Ainsi, l’économie marocaine connaîtrait pour cette année un repli de 5,2% et un éventuel rebond de 4,2% l’année suivante dans l’hypothèse d’une générosité du ciel, ce qui signifie qu’à la fin de 2021, on n’aura pas encore retrouvé le niveau de la richesse de 2019.
Par ailleurs, l’ensemble des indicateurs macro-économiques, à l’exception du taux d’inflation qui resterait à un niveau inférieur à 1%, connaîtraient une dégringolade sans précédent : les exportations accuseraient une baisse de 15,8% globalement, qui concernerait la quasi-totalité des secteurs ; les importations chuteraient de 10,7%, en lien essentiellement avec l’allègement de la facture énergétique et le repli des acquisitions de biens d’équipement ; les recettes de voyages enregistreraient un fort recul qui atteindrait 60% et les transferts des MRE régresseraient de 25% ; les IDE devraient chuter de plus de 50% pour revenir à l’équivalent de 1,5% du PIB ; le déficit budgétaire, hors privatisation, devrait s’aggraver de 4,1% du PIB en 2019 à 7,6% en 2020 suite à une diminution des recettes fiscales et à une augmentation conséquente des dépenses ; l’endettement du Trésor devrait augmenter, passant de 65% du PIB en 2019 à 75,3% en 2020. Sur le plan social et en attendant la publication des résultats de l’enquête trimestrielle du HCP sur l’emploi, tout indique que le taux de chômage connaîtrait une aggravation au cours de cette année avec l’arrivée sur le marché du travail de près de 300.000 nouveaux entrants. D’ores et déjà, une enquête ponctuelle réalisée par le HCP du 1er au 3 avril pour appréhender les retombées de la pandémie sur l’emploi indique une destruction de près de 726.000 postes, soit 20% de la main-d’œuvre occupée dans les entreprises organisées.
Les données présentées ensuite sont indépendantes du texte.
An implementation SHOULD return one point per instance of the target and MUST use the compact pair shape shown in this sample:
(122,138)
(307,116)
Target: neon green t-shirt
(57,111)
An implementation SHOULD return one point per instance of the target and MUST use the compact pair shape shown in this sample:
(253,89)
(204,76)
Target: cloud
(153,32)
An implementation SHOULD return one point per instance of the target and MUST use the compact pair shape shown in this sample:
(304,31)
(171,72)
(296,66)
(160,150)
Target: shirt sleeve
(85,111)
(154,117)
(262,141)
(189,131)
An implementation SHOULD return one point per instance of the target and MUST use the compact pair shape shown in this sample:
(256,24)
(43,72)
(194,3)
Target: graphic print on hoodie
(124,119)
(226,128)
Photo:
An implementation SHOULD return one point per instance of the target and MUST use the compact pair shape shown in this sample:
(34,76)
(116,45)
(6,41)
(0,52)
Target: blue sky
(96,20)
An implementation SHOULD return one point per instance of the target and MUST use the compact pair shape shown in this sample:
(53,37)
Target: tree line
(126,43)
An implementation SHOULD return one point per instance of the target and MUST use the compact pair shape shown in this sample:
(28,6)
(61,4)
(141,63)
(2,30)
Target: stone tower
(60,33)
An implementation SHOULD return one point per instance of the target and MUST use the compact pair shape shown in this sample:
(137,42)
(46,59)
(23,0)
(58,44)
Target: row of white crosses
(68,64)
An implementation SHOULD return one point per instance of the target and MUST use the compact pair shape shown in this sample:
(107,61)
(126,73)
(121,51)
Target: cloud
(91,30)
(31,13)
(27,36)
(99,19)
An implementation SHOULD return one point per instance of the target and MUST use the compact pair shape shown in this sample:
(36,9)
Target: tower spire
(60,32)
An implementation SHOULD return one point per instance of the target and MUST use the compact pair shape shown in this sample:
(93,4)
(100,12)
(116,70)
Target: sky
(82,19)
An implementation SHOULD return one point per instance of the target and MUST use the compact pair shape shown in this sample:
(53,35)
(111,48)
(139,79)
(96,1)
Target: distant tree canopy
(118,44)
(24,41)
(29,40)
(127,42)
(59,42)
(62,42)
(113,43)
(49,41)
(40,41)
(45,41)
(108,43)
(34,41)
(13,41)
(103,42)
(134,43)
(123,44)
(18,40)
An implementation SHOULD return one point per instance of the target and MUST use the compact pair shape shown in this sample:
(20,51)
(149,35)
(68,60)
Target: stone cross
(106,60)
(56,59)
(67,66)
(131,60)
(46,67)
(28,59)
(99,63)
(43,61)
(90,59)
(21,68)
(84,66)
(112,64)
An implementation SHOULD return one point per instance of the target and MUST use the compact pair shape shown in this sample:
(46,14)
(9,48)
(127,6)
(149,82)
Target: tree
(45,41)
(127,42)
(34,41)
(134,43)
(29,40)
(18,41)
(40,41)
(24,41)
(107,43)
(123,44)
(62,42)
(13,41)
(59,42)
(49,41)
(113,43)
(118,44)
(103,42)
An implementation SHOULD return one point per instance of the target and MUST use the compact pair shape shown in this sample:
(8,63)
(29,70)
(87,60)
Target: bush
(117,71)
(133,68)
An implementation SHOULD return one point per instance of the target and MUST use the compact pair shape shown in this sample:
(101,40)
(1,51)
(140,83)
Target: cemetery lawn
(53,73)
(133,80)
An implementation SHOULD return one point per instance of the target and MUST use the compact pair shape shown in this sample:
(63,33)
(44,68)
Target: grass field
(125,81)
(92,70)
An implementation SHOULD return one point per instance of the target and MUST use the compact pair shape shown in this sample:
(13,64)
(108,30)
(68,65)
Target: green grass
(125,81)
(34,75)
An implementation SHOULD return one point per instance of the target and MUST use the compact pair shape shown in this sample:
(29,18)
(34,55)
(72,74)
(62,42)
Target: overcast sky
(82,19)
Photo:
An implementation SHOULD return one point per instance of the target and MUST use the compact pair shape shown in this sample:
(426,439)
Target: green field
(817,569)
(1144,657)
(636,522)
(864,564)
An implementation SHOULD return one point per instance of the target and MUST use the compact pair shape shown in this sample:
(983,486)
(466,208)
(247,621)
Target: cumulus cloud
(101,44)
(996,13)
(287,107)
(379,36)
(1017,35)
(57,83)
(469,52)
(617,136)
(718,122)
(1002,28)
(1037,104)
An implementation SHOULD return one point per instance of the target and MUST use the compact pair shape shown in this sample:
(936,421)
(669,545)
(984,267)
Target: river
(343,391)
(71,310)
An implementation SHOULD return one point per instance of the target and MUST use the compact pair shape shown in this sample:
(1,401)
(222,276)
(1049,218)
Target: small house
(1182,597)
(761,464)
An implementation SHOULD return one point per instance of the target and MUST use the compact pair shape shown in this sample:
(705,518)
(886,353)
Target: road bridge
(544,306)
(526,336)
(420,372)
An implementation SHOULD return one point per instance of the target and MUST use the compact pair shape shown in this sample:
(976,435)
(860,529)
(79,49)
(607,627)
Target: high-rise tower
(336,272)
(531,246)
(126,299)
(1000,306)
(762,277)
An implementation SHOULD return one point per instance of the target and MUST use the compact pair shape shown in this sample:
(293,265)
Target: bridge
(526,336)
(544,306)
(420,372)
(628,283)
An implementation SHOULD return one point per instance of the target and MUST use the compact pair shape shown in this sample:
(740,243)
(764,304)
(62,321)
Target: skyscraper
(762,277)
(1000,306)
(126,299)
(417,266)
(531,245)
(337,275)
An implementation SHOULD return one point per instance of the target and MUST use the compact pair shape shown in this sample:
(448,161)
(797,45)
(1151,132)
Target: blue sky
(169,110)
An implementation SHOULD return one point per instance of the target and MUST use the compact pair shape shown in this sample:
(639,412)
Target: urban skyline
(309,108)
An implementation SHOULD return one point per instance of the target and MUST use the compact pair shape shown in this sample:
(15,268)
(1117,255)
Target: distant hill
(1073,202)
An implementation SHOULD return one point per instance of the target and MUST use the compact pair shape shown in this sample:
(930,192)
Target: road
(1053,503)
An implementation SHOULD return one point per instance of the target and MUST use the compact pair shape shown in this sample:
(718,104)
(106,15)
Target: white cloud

C’est dans cette conjoncture de forte récession qu’intervient la prochaine Loi rectificative des finances. Le gouvernement va-t-il faire preuve de la même audace que durant la phase précédente ou va-t-il se contenter du «service minimum» en se contentant de la «rectification» en attendant Godot ? Nous pensons, en toute objectivité, que la gravité de la situation doit nous inciter à écarter des solutions a minima. Il ne s’agit pas de procéder à un simple ajustement des dépenses à travers un transfert de lignes budgétaires ou le recours à une austérité débridée pour s’adapter au niveau des recettes courantes. Le pays appelle beaucoup plus que ça : réparer et reconstruire, guérir le mal et relancer l’économie en tirant les leçons, toutes les leçons, de nos erreurs passées, de nos multiples fragilités et de nos dysfonctionnements systémiques. Vu l’originalité de la crise que nous traversons, les mesures à prendre doivent agir à la fois sur l’offre et sur la demande. Le pays a besoin d’un changement de cap qui commencerait d’abord par un changement de méthode. Ainsi, le chef de gouvernement, qui a reçu dernièrement, à sa demande, plus d’une vingtaine de mémorandums émanant de partis politiques et d’organisations syndicales, doit faire preuve d’ouverture d’esprit en intégrant un certain nombre de propositions concrètes dans la LFR. En outre, c’est le moment d’être à l’écoute des partenaires sociaux, pour trouver des compromis positifs et donner du sens au dialogue social afin de créer les conditions propices à une paix sociale durable. C’est aussi le moment de lancer les grandes réformes et de donner un coup d’accélérateur à celles qui sont en cours. La réforme fiscale est plus que jamais à l’ordre du jour. Le gouvernement est là pour proposer, initier, stimuler et maintenir le pays en situation de mobilisation permanente. L’avenir, c’est maintenant qu’il faut le préparer, fût-ce dans la douleur !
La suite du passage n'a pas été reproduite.